What no one will ever tell you is that your body—male or female—will keep developing until your early twenties. No one will tell you that muscle maturity begins to start kicking in in your early twenties, finally shedding that “baby fat” we all cling to in small ways or bigger ways. If you’re like me, your hips may keep spreading until you’re 22. I remember looking in the mirror when I was eighteen and hitting my hip bone, saying, “what is this thing sticking out the side of my leg? I want it to go away.” My boyfriend looked at me and said, “that’s a bone. It can’t go away.” It didn’t make any sense to me at that time, naturally, because no one else in the media, online, or around me had bones sticking out of their legs, their legs were straight. Well, those bones are now holding up 40 inch hips (measuring around my butt). No one explained to me what a skeletal frame actually was or how it worked. I didn’t understand any of it because no one had ever taken the time to tell me when I was a young girl. I went by the magazines and Instagram, and by their standards, I was “fat.”

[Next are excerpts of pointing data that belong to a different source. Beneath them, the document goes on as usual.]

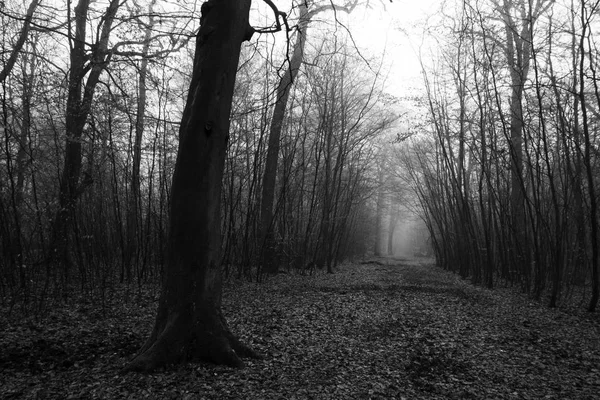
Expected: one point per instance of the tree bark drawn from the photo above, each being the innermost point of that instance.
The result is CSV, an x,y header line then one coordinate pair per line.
x,y
133,212
270,175
10,63
189,323
79,102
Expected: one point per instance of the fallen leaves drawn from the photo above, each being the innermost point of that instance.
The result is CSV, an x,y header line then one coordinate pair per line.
x,y
380,330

What I also didn’t know was that my mom and I have nowhere close to the same shape—in fact, no one in my family has the exact same shape as me. I have a blend of both of my parents, but recessive genes must’ve kicked in somewhere and given me this. What worked for my mom or anyone else would never have worked for me.

Present Day, 24 Years Old

After I discovered that a high-carb diet worked wonders for me, I began to research more about my background and body type. I’m Italian, and from what I learned, my body shape and foods I respond to fall in line with Italian women. Learning this really helped me embrace my body, too—suddenly, it made sense why the diets I was put on had never worked.

Slowly, after my 22nd birthday and car accident, I began to appreciate my body more and more, little by little. Losing everything you have going for you can really put things into perspective. Each day I became less obsessed with analyzing myself in the mirror, trying to figure out if I was bloated anywhere. That validation I got from being “skinny” no longer seemed like the most important thing in the world. Not being able to workout due to multiple injuries makes you realize how much more there is to life.

My biggest advice to anyone struggling with any sort of body dysmoprhia is to take the time to research your background and body type first and foremost. This helped me so much because it helped make sense of everything. You also have to be patient with yourself. Simply stating “I love myself” isn’t enough; so many people say that and truly don’t believe it. It takes self-growth, age, maturity, and time. Growing confidence in yourself and your life can help you get rid of that validation from your body. Be open to trying different types of diets and exercise regimens, but make sure you listen to your body. After all, you know best.

Present Day, 24 Years Old

I no longer care or obsess about the way I look. I don’t freak out if I miss a day at the gym like I used to. I also have to say that I found a lot of inspiration and self-acceptance from Kim Kardashian West. Seeing how proud she is of her curves, how she embraces her body, really helped me love and see mine the same way. My body measurements are: 30” rib cage, 26.5” waist, and 40” hips (again, measuring around my butt); and I wouldn’t trade those measurements for anything in the world. Not a damn thing.